Drużyna „Biało-Zielonych” powróciła do krajowej elity w ekspresowym tempie. Stało się to możliwe za sprawą nieznacznego poprawienia kondycji finansowej klubu przez nowego właściciela i przede wszystkim bardzo dobrej postawy zespołu prowadzonego przez Szymona Grabowskiego.

W związku z tym poszczególni przedstawiciele Lechii Gdańsk liczyli na to, że beniaminek będzie prezentować się bardzo solidnie w bieżących rozgrywkach i nawet zamiesza w stawce ekip walczących o najwyższe cele.

Szybko został jednak sprowadzony na ziemię i obecnie więcej wskazuje na to, że drużyna z województwa pomorskiego będzie musiała skupić się na walce o utrzymanie.

Ta nie będzie wcale łatwa, ponieważ zespół ponownie zmaga się z niewypłacalnością i na dodatek niepewne jest kontynuowanie w nim pracy przez trenera Grabowskiego, którego zwolnienie od pewnego czasu rozważa zarząd na rzecz powierzenia sterów nad klubem dotychczasowemu dyrektorowi technicznemu Kevinowi Blackwellowi.

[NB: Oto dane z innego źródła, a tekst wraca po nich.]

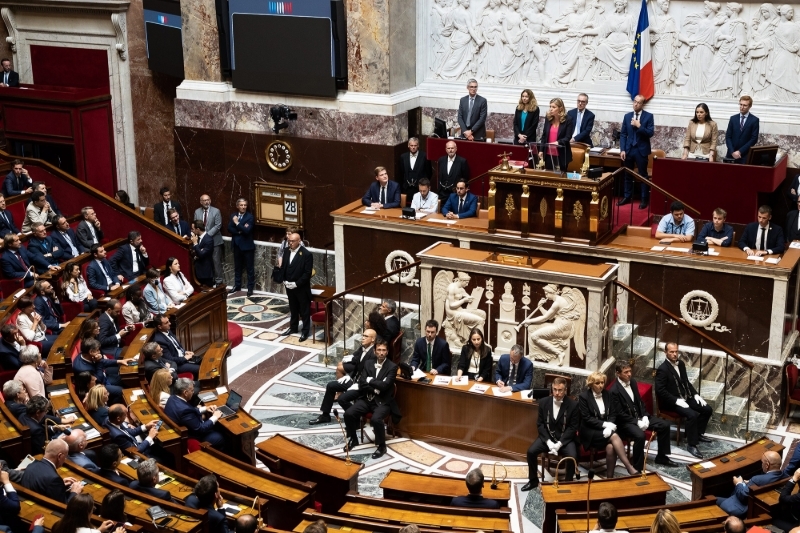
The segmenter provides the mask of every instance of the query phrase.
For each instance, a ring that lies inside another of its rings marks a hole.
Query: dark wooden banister
[[[669,198],[669,199],[670,199],[670,200],[672,200],[673,202],[675,202],[675,201],[681,202],[681,203],[683,204],[683,206],[686,208],[686,210],[687,210],[687,211],[691,211],[691,212],[692,212],[692,213],[694,213],[695,215],[697,215],[697,216],[700,216],[700,214],[701,214],[701,213],[700,213],[700,211],[698,211],[698,210],[697,210],[697,209],[695,209],[694,207],[690,206],[689,204],[687,204],[686,202],[684,202],[684,201],[683,201],[683,200],[681,200],[680,198],[678,198],[678,197],[676,197],[676,196],[674,196],[674,195],[672,195],[672,194],[668,193],[667,191],[665,191],[664,189],[662,189],[661,187],[659,187],[659,186],[658,186],[658,185],[656,185],[655,183],[651,182],[649,179],[642,177],[642,176],[641,176],[641,174],[638,174],[637,172],[634,172],[633,170],[631,170],[631,169],[629,169],[629,168],[626,168],[626,167],[619,167],[617,170],[615,170],[615,171],[614,171],[614,172],[611,174],[611,176],[612,176],[614,179],[616,179],[616,177],[617,177],[617,174],[620,174],[620,173],[623,173],[623,174],[628,174],[629,176],[633,176],[633,179],[635,179],[635,180],[637,180],[637,181],[640,181],[640,182],[644,183],[645,185],[647,185],[647,186],[648,186],[648,187],[650,187],[651,189],[655,189],[655,190],[657,190],[658,192],[660,192],[661,194],[663,194],[664,196],[666,196],[667,198]]]
[[[704,331],[701,331],[701,330],[697,329],[693,325],[691,325],[688,322],[686,322],[683,318],[670,313],[669,311],[667,311],[666,309],[664,309],[663,307],[661,307],[660,305],[655,303],[653,300],[651,300],[647,296],[645,296],[642,293],[640,293],[639,291],[637,291],[637,290],[625,285],[621,281],[614,280],[614,284],[617,285],[618,287],[621,287],[622,289],[630,292],[631,294],[633,294],[634,296],[636,296],[637,298],[642,300],[644,303],[646,303],[650,307],[655,308],[659,313],[663,313],[665,316],[668,316],[672,320],[678,322],[680,325],[685,326],[685,327],[689,328],[690,330],[694,331],[695,333],[697,333],[698,335],[703,337],[704,340],[706,340],[707,342],[709,342],[710,344],[715,346],[717,349],[719,349],[719,350],[725,352],[726,354],[730,355],[731,357],[733,357],[734,359],[739,361],[741,364],[743,364],[747,368],[752,370],[753,366],[755,366],[750,361],[747,361],[746,359],[744,359],[741,355],[737,354],[736,352],[734,352],[730,348],[726,347],[723,344],[720,344],[718,341],[716,341],[713,338],[711,338],[710,336],[708,336]]]

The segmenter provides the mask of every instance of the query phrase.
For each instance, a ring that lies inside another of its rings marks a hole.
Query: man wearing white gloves
[[[537,472],[539,454],[549,451],[562,457],[574,457],[578,460],[578,443],[575,440],[580,424],[578,402],[567,397],[567,380],[555,378],[551,385],[552,396],[539,402],[539,438],[528,448],[528,483],[523,491],[539,486]],[[567,461],[567,481],[575,475],[575,464]]]
[[[658,454],[656,464],[678,466],[668,457],[672,452],[669,443],[669,422],[647,413],[639,385],[631,379],[631,365],[626,361],[617,364],[617,379],[611,387],[611,398],[617,409],[617,434],[623,439],[633,441],[633,458],[631,463],[636,470],[644,468],[645,431],[657,433]]]
[[[686,440],[689,453],[703,458],[697,449],[698,442],[711,442],[706,437],[706,426],[711,419],[712,409],[697,394],[686,375],[686,365],[678,360],[678,343],[668,342],[664,347],[667,360],[656,371],[656,398],[663,411],[672,411],[686,419]]]

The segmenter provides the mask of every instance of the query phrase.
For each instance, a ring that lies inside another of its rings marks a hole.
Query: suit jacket
[[[572,133],[575,133],[574,125],[578,121],[578,108],[576,107],[574,109],[570,109],[569,111],[567,111],[567,116],[572,119],[572,124],[573,124]],[[581,131],[575,136],[575,142],[582,142],[588,144],[589,146],[594,146],[592,144],[593,128],[594,128],[594,113],[592,113],[588,109],[584,109]],[[570,133],[570,140],[572,133]]]
[[[19,233],[19,228],[14,224],[14,215],[10,209],[4,211],[5,217],[0,216],[0,238],[5,237],[9,233]]]
[[[450,197],[450,193],[455,192],[456,182],[460,179],[469,183],[469,163],[467,160],[456,154],[453,159],[453,166],[450,172],[447,172],[447,156],[443,155],[439,158],[439,198],[446,201]]]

Kibice „Biało-Zielonych” zdążyli już przed kilkoma tygodniami wyrazić pełne wsparcie dotychczasowemu szkoleniowcowi i nie spoglądali przychylnym okiem w kierunku wieloletniego asystenta Neila Warnocka czy byłego opiekuna Leeds United, Luton Town czy Sheffield United.

A teraz po niedawnej kompromitującej porażce z Pogonią Grodzisk Mazowiecki w Pucharze Polski oraz remisie z Widzewem Łódź w Ekstraklasie postanowili po raz kolejny okazać wsparcie trenerowi Grabowskiemu oraz zaczęli domagać się odejście wspomnianego Blackwella za pośrednictwem banerów umieszczony w sektorze gości na meczu ze Stalą Mielec.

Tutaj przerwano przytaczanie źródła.